AFI Checklist Nearing Completion
So I figure not every post by me will be RUNNERS-related. As a blog, I thought it might be nice to also include some random daily bits. But I’m curious to hear what you all think. If you like the daily bits, please let me know. If you’d rather I just stick to RUNNERS news, feel free to chime in. Now onto the post…
Way back in 2000, I printed out a list of the AFI (American Film Institute) Top 100 Movies of all time (they updated the list in 2007, but I’m going off of the original version). Since then, I’ve slowly been working my way through the list and I’m currently about a dozen away from having watched all 100 movies .
My wife calls these “homework movies” and isn’t terribly interested in many of them, so while she’s out of town at the Game Developer’s Conference in San Francisco this week, I thought I’d try to plow through some of the remaining movies. Last night I watched “Birth of a Nation,” a 3-hour silent movie from 1915 about two families during the Civil War and Reconstruction period.

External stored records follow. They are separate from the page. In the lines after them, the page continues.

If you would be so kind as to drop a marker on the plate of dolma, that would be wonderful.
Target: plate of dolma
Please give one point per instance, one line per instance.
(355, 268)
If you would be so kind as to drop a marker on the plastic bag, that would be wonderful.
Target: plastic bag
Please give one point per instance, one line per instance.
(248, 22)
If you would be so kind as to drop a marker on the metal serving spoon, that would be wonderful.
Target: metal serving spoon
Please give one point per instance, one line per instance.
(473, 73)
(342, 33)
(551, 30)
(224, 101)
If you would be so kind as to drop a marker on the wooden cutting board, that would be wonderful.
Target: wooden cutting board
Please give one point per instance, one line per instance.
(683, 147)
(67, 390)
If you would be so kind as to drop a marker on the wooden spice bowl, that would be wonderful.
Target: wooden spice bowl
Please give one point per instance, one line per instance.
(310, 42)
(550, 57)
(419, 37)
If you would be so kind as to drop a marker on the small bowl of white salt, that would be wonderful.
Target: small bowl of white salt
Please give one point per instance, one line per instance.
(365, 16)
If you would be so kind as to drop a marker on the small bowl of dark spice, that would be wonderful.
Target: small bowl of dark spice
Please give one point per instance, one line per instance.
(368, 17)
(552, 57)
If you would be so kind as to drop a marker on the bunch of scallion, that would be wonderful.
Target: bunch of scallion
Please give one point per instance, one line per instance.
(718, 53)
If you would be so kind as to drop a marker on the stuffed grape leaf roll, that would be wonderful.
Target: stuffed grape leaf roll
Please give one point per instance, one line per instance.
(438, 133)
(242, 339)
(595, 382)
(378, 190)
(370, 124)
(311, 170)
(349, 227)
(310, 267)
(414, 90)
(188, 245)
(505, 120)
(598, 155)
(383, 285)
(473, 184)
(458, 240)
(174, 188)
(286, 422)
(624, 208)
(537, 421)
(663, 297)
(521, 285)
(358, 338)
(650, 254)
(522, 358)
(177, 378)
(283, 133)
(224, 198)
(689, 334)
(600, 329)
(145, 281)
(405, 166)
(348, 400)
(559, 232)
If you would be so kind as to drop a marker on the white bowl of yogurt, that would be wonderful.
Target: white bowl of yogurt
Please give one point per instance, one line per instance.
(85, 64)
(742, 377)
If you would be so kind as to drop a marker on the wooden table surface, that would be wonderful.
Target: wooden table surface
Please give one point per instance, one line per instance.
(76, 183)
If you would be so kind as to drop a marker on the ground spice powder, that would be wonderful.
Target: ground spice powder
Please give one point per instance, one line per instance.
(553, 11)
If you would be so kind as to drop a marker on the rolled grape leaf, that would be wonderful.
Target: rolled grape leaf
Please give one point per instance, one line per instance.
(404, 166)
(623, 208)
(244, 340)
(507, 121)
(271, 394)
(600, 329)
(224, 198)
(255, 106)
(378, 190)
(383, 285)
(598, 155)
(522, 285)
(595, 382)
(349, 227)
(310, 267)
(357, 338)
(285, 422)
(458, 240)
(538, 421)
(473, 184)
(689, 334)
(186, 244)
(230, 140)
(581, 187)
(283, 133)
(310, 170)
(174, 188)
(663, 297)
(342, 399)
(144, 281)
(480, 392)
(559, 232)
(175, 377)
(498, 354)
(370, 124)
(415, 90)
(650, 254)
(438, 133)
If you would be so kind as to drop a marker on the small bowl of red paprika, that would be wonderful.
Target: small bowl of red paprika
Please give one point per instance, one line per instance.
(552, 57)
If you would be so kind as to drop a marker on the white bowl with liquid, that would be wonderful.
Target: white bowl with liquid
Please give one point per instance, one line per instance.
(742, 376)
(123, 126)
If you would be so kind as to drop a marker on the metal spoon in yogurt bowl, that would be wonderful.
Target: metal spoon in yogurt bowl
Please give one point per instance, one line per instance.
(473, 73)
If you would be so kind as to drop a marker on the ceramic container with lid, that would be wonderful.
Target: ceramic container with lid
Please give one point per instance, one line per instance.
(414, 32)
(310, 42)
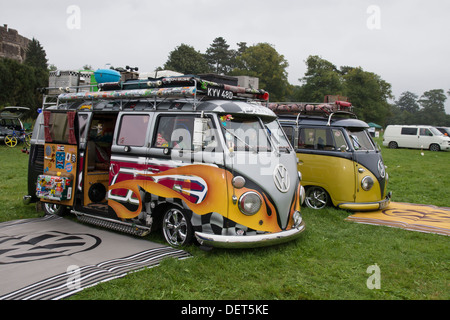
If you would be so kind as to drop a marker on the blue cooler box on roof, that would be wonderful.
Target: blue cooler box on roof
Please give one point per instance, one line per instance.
(106, 75)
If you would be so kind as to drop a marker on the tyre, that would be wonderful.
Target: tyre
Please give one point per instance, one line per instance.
(176, 227)
(393, 145)
(435, 147)
(316, 198)
(54, 209)
(10, 141)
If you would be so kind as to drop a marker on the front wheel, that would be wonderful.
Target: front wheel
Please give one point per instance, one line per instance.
(435, 147)
(54, 209)
(177, 228)
(10, 141)
(316, 198)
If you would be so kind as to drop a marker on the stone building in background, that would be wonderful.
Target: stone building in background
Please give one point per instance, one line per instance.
(12, 44)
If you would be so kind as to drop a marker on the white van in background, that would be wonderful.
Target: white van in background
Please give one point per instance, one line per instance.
(418, 137)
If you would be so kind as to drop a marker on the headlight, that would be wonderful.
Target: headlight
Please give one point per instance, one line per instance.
(381, 169)
(302, 194)
(367, 183)
(250, 203)
(297, 217)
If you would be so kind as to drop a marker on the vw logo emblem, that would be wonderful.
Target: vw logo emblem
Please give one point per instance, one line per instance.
(281, 178)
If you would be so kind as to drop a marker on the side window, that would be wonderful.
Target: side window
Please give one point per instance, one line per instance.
(176, 131)
(316, 139)
(409, 131)
(133, 130)
(289, 131)
(339, 140)
(425, 132)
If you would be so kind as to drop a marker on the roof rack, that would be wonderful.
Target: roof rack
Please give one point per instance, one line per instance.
(307, 108)
(165, 88)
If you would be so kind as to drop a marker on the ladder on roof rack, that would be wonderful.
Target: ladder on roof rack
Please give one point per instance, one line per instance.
(169, 87)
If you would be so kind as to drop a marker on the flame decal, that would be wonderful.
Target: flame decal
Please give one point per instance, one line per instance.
(216, 197)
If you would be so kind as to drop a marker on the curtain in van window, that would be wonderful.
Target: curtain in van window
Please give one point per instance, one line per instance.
(70, 123)
(48, 136)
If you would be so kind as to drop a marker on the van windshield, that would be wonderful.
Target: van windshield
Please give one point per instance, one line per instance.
(360, 139)
(244, 133)
(277, 135)
(435, 131)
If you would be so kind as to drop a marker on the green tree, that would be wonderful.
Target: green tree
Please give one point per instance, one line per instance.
(264, 62)
(187, 60)
(368, 93)
(408, 102)
(321, 78)
(219, 56)
(433, 108)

Wow. Talk about a time capsule, and not in a particularly good way. There’s something to be said about a movie where the Ku Klux Klan emerges as the heroic cavalry to save the white underdogs from oppression by the political and social powerhouse of the black populace. Weird. At times, I felt like I was watching some sci-fi movie about an alternate, mirror-universe Earth. I was almost expecting someone at the end to find a half-buried black Statue of Liberty sticking up out of the sand.
Anyway, I’m glad I watched it, but as far as silent movies go, I’ll probably stick with the Chaplin stuff.
Homework movies is such a great way to describe them. I can’t stand Gone with the Wind, and I think Citizen Kane is a bit over-rated, but I really love Casablanca.
I definitely find that some hold up really well and others, not so much. And I’m finding that I only really like movies with an actual “story” or “plot.” I really don’t care for “snapshot” movies that are just a series of seemingly random events that just show what life is like for a character without there being any actual structured plot to tell. For instance, I didn’t really like Midnight Cowboy, Easy Rider, or MASH. These all just seemed like collections of random occurrences, none of which added or subtracted anything important from any overall story, and then the movie ended. Not my cup of tea.
But then there are movies like High Noon, Stagecoach, To Kill a Mockingbird, African Queen, West Side Story, etc, and those I actually enjoyed quite a bit.
I found Touch of Evil to be far more engaging than Citizen Kane. I’ve always thought that it capitalized on Welles’ age and experience in a way Kane could not — because he was, like, 13 when he made it. Touch of Evil feels like a beaten, hopeless man’s view of the world, which isn’t so much a different intention than Kane, but Welles had actually experienced that feeling by the time he started Touch of Evil, which, I think, makes all the difference.
“Birth of a Nation” is definitely a chore to watch. I saw in a film class in college. DW Griffith is lauded with being the first person to turn the camera during a shot. That’s the historical value of the movie.